According to Medical News Today, Botox is a “neurotoxic protein…that in large doses causes botulism…often linked to food poisoning.” That’s not exactly encouraging. It just so happens headaches are one of the injections’ side effects. However, it also turns out that the absence of headaches for those getting Botox for wrinkles was how the efficacy was discovered in the first place. Pure accident.

A similar “accident” occurred while Bahman Guyuron, M.D. was performing facelifts. According to his study published in 2009, an aspect of the procedure - the release of the supraorbital nerve (the frown line) - provided headache relief as a side effect. This led to Botox use to test the theory that paralyzing the nerve removes the pain. Compared to more surgery, Botox felt like a cakewalk.

An added bonus emerged in an article recently published in the Journal of Psychiatric Research; it found that Botox relieves depression. The study’s author, psychiatrist M. Axel Wollmer, thinks Botox “interrupts feedback from the facial musculature to the brain, which may be involved in the development and maintenance of negative emotions.” Talk about your beneficial side effects.

It seemed to add up to something worth pursuing. I searched around for a reputable plastic surgeon (is that an oxymoron?) and considered a neurologist (too expensive, no health insurance BTW) and settled on Grant Stevens, M.D., F.A.C.S. in Marina Del Rey. He has all the right certificates: professor of surgery at the USC Division of Plastic Surgery, on the board of directors of the American Society of Aesthetic Plastic Surgery, etc. Plus, his office is close by.

The office sported a sort of aquatic theme with a fish tank and a mermaid painting. Binders filled with “before and after” photos littered the coffee tables, and the pamphlet with the list of procedures administered made my head spin.

Laura K. Pietrzak, MSHS, PA-C quickly reassured me with her own tales of headaches and Botox, and I felt hopeful. Maybe they were on to something.

Without too much preamble, Laura whipped out the syringe and injected me with 50 units of the stuff – 16 shots. The whole thing took less than five minutes. I can’t say it didn’t hurt, but it definitely went down easier then a leg waxing.

Slightly discombobulated, I drove home wiggling my forehead. The next day, I noticed a drooping at the center of my (very full) eyebrows and decided I had morphed from concerned to Dracula, looking down my nose at the world as if I might take a bite. I also developed a purple bruise beside my right eye that went away after four days.

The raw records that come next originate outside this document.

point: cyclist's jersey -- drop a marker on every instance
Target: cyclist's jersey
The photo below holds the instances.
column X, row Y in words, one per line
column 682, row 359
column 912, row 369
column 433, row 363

I have to admit, I’m enjoying the sensation of a relaxed brow. It sort of feels like the relief you might have post-massage when your muscles have finally let go of their accumulated tension.

I haven’t had a major headache in two weeks and am sleeping much better. So far, the upsides are far outweighing the risk. So much so, I’m considering Latisse to thicken and lengthen my eyelashes, a desirable side effect discovered by accident in patients treated for glaucoma.